16S rRNA Sequencing Data Processing and Analysis

The sequencing data was processed with Mothur v.1.33.3 (Schloss et al., 2009) as described by Kozich et al. (2013). Make.contigs command was used to combine the two sets of reads due to the use of dual-index primers. Reads were screened using screen.seqs and reads that contained more than 0 ambiguous bases or were longer than 275 bp were removed from further analysis. Sequences were aligned to the SILVA bacterial database (Pruesse et al., 2007). Sequences that started and ended at the same position and had no more than 8 homopolymers were retained. Chimeras were detected using the Mothur implementation of UCHIME (Edgar et al., 2011). Detected chimeras were removed from the further downstream analysis. Sequences were classified using the Bayesian classifier against the Mothur compatible Ribosomal Database Project (RDP) training set version 10 (Wang et al., 2007).
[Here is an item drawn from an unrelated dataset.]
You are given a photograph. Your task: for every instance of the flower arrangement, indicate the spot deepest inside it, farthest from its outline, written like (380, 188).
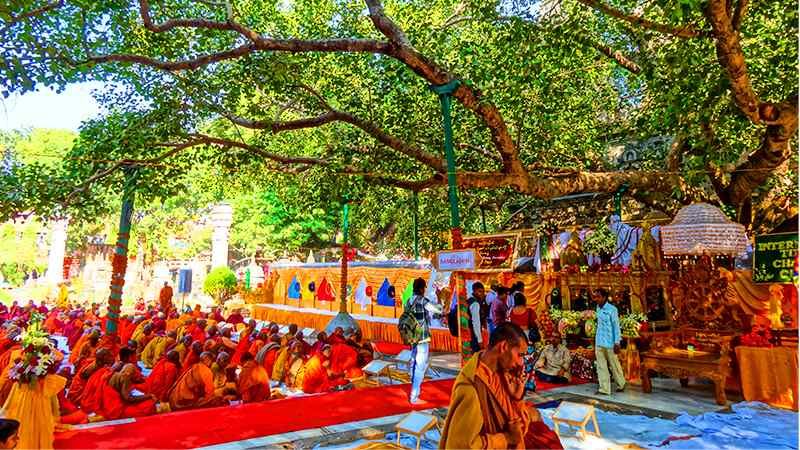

Taxonomic classification was based on RDP identification for each operational taxonomic unit (OTU). Sequences that were classified as Chloroplast, Mitochondria, unknown, or Eukaryota were removed from further analysis. An OTU-based approach was performed to calculate the richness and diversity using MOTHUR with an OTU cut-off of 0.03. The rarefaction curve was created to compare the relative levels of OTU richness across all soil samples. Richness indices of Chao1 and the abundance based on coverage estimator (ACE) were calculated to estimate the number of OTUs that were present in the sampling assemblage. The diversity within each individual sample was estimated using the nonparametric Shannon diversity index. The evenness of each individual sample was calculated based on the Shannon diversity index. A multivariate data analysis was performed by using METAGENassist a web server tool (Arndt et al., 2012) that assigns probable microbial functions based on 16S rRNA data. In addition, principal component analysis (PCA) based on all taxa composition and relative abundance was conducted using the METAGENassist to better compare bacterial community similarities. SAS (ver. 9.3; SAS Institute) was used for statistical analyses. To determine statistical differences between treatments two-way ANOVA analysis with a Tukey post-hoc adjustment was used on log2 transformed data using the PROC MIXED function.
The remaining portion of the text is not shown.